Prolonged sitting labelled new public health enemy as study begins

07 July 2014

Professor Dawn Skelton

Professor Dawn Skelton

Almost three quarters of older people sit for more than 8 hours a day, leading to increased risk of obesity, depression and even death.

Now a landmark study, led by Glasgow Caledonian University (GCU), will develop techniques to help older people get out their chairs, improving their physical and mental health.

Professor Dawn Skelton, expert in Ageing and Health, will lead a multi-disciplinary team of more than 15 academics from five UK universities, funded by the Lifelong Health and Wellbeing programme.

She said: “Long periods of sitting are associated with a bigger waist, depression and social isolation, even an increased risk of death. These associations appear to be strong even if people are active in other parts of their day. It seems that prolonged sitting is the new ‘public health enemy’, but this study will look at how we can change that behaviour.

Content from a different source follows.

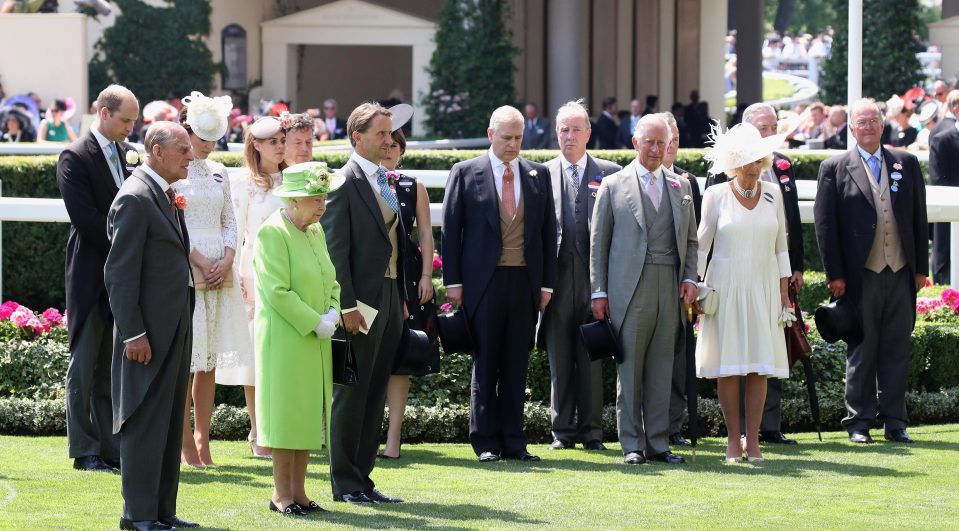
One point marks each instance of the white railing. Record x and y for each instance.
(942, 205)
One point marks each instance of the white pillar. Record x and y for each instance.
(854, 61)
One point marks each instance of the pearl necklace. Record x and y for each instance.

“Our whole culture is ‘to care’ for our older population and encourage them to sit down. Nursing home residents spend most of their day sitting and chairs in hospital patients encouraged to sit. We’ve known about the dangers of bed rest to bone and muscle for many years, so we should not be encouraging prolonged sitting.”

Researchers have already discovered that people say they sit for shorter periods than they actually do. A key part of the study will see the team unravelling the reasons behind this. 

The team, including researchers from the Universities of Edinburgh, Glasgow, Birmingham and Salford, will look at how National Health Surveys - one of the main ways the health service and government works out how healthy the population is - can better capture the length of time people sit for.

To do this they will compare self-reporting with monitors fitted to the body that objectively record the amount of time spent during the day.

The team will also interview older people about what are they doing while sitting and during which parts of their day might they be willing to get up and be more active.

The scientists will work with two groups of older people, one from the west of Scotland and one from the east, both born in the 1930s. The two groups have engaged with studies in the past, meaning historical data such as blood samples, medical diagnoses, education and brain scans can be investigated to see how they are related to the amount of time the group spend sitting. 

The study also aims to discover how older people themselves think it is best to break up long periods of sitting.

Professor Skelton added: “Not all sitting is bad. People need to rest and there are many potential reasons why people become sedentary. But we should aim to get up regularly, say every hour, and move about.

“Researchers are learning more and more about the effects of sitting on the body and mind and the results of our study will help us further understand how and when we could intervene to increase regular movement.”